Because things change over time and because setting is so important, I’ve even studied maps of old Hollywood.  For example, where today there is a park, there once was a golf course.  Roads were different in those pre-interstate days as well, so my 1943 Rand McNally road atlas comes in handy too.

I enjoy the historical aspect and the research that comes with it, but to be worth reading, a novel has to have a great story.  When I write, I begin with the end in mind.  While I know generally how I expect the story to end, I have to confess that I don’t always finish where I expect to.  As I write and as I get to know my characters, they often carry me in unanticipated directions.  That’s part of the fun of writing.  Readers often tell me that they enjoy my characters and that they find them believable.  That’s important because my books aren’t action-packed thrillers—they are driven by character and plot.

While a lot of writers have the ability to outline their plots and then sit down and flesh out stories, I come at the process backwards.  I find outlining to be very difficult and can’t seem to get beyond three or four main points before I bog down.  Instead, I begin writing, trusting in my ability to construct the story around the barest outline.  Only when I’ve finished the first draft do I then go back and outline the finished work—much as you might have outlined a book report in school.  This “after” outline lets me identify places where the draft needs to be tightened or expanded.

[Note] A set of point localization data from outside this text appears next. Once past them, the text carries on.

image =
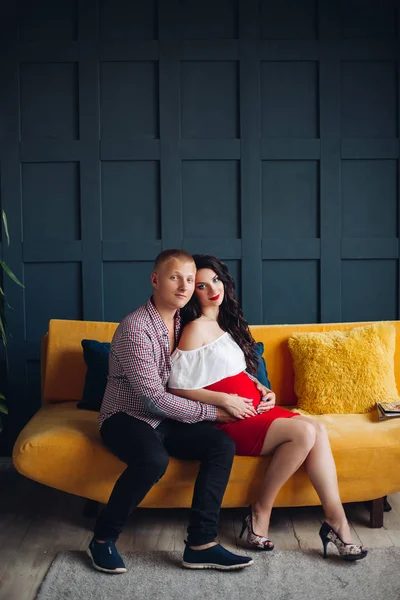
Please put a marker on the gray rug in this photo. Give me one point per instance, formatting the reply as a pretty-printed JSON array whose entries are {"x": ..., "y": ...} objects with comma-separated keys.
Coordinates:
[{"x": 280, "y": 575}]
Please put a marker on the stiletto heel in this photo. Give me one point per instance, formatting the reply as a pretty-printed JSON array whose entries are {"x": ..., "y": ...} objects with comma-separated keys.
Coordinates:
[
  {"x": 257, "y": 541},
  {"x": 244, "y": 525},
  {"x": 346, "y": 551},
  {"x": 325, "y": 542}
]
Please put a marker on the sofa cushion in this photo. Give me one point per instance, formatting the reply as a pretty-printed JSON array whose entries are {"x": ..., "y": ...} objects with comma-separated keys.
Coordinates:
[
  {"x": 262, "y": 373},
  {"x": 96, "y": 358},
  {"x": 61, "y": 447},
  {"x": 344, "y": 371}
]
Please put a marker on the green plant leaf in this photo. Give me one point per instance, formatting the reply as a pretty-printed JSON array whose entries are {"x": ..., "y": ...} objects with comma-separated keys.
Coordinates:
[
  {"x": 11, "y": 275},
  {"x": 5, "y": 223}
]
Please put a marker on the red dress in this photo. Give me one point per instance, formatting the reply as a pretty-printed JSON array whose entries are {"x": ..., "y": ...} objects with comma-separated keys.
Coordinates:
[{"x": 248, "y": 434}]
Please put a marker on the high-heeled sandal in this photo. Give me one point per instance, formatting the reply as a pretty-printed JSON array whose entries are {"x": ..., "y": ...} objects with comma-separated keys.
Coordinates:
[
  {"x": 346, "y": 551},
  {"x": 258, "y": 541}
]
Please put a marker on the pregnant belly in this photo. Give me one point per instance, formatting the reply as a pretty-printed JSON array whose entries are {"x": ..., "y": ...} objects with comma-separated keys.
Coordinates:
[{"x": 239, "y": 384}]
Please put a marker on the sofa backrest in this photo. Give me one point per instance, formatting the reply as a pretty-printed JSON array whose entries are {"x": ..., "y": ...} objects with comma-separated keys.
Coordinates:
[
  {"x": 64, "y": 369},
  {"x": 278, "y": 358}
]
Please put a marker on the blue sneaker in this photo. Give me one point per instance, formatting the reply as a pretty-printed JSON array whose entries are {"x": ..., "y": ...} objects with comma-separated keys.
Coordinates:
[
  {"x": 105, "y": 557},
  {"x": 215, "y": 557}
]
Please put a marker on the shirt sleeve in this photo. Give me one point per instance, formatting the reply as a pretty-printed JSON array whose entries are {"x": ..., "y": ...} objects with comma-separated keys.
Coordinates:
[{"x": 136, "y": 357}]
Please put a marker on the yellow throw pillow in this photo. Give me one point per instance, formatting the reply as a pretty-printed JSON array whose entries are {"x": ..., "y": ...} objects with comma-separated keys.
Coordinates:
[{"x": 344, "y": 371}]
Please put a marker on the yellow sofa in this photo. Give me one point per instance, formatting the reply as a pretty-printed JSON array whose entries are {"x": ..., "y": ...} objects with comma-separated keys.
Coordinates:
[{"x": 61, "y": 446}]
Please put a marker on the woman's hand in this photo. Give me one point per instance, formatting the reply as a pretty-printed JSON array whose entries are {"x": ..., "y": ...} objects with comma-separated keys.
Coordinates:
[
  {"x": 267, "y": 402},
  {"x": 239, "y": 407}
]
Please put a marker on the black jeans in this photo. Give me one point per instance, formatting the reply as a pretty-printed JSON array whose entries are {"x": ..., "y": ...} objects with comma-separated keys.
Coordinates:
[{"x": 146, "y": 452}]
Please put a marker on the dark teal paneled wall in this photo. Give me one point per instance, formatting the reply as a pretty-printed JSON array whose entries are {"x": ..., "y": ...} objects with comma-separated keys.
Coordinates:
[{"x": 264, "y": 132}]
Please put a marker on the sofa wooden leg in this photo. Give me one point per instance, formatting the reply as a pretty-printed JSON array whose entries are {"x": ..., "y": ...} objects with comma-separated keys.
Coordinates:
[
  {"x": 91, "y": 509},
  {"x": 386, "y": 506},
  {"x": 376, "y": 512}
]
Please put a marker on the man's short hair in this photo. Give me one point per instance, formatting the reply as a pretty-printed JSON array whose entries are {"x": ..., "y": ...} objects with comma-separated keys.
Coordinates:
[{"x": 166, "y": 255}]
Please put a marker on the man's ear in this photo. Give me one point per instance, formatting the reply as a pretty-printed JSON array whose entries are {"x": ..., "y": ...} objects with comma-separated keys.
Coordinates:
[{"x": 154, "y": 279}]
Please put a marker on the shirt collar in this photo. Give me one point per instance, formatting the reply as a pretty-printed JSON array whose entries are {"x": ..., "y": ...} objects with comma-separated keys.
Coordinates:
[{"x": 156, "y": 317}]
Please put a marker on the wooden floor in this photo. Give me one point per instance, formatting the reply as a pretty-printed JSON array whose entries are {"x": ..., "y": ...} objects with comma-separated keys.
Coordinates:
[{"x": 37, "y": 522}]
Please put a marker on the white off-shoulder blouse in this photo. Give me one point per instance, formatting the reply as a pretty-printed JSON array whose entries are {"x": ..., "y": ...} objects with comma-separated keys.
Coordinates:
[{"x": 195, "y": 369}]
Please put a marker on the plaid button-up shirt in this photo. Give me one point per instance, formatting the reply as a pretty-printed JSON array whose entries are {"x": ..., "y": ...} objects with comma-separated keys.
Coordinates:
[{"x": 138, "y": 370}]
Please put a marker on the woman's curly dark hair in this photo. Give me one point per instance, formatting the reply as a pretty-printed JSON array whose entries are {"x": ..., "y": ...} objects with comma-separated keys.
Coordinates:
[{"x": 230, "y": 317}]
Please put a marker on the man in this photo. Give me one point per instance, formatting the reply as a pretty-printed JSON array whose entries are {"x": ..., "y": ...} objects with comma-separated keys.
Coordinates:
[{"x": 143, "y": 424}]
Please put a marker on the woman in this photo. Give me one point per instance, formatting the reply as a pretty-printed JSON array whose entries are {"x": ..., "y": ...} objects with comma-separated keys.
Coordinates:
[{"x": 216, "y": 353}]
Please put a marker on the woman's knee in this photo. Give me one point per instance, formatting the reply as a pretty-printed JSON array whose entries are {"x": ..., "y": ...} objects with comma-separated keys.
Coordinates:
[
  {"x": 320, "y": 429},
  {"x": 305, "y": 434}
]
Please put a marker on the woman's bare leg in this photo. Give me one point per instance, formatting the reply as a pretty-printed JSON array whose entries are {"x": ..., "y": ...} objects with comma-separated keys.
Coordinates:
[
  {"x": 291, "y": 441},
  {"x": 321, "y": 469}
]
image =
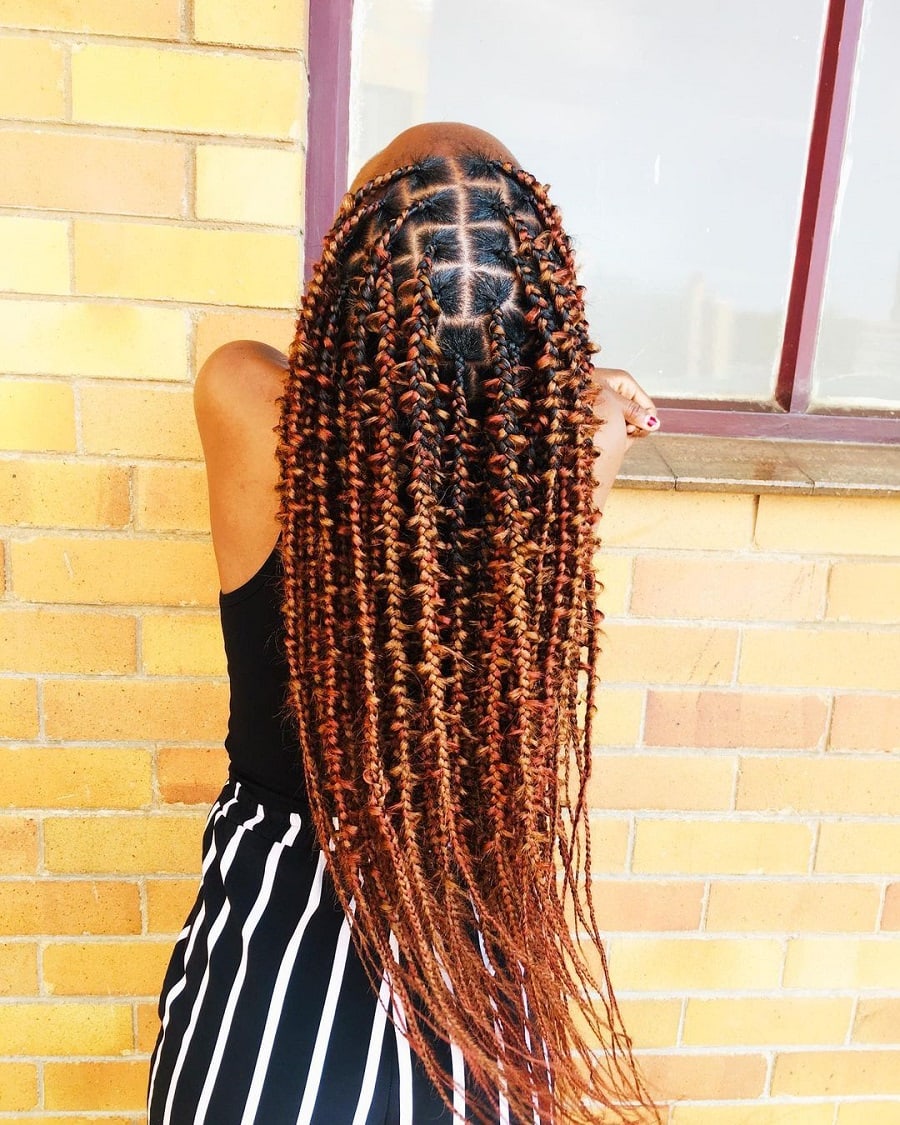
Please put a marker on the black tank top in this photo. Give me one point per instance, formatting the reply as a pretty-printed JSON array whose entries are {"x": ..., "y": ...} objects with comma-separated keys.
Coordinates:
[{"x": 263, "y": 753}]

Early readers of The Movie Star and Me suggested that the story would be better with additional conflict.  I pondered the comments (which came from more than one person) and used my outline to determine where to add a character—a very colorful character—who in turn added an extra layer of conflict.  That same character, by the way, is central to the plot of the second book in the series.

No doubt there are as many approaches to novel writing as there are novel writers.  While your approach might be different—a lot different—from mine, National Novel Writing Month is a great time to get started.  Keep writing!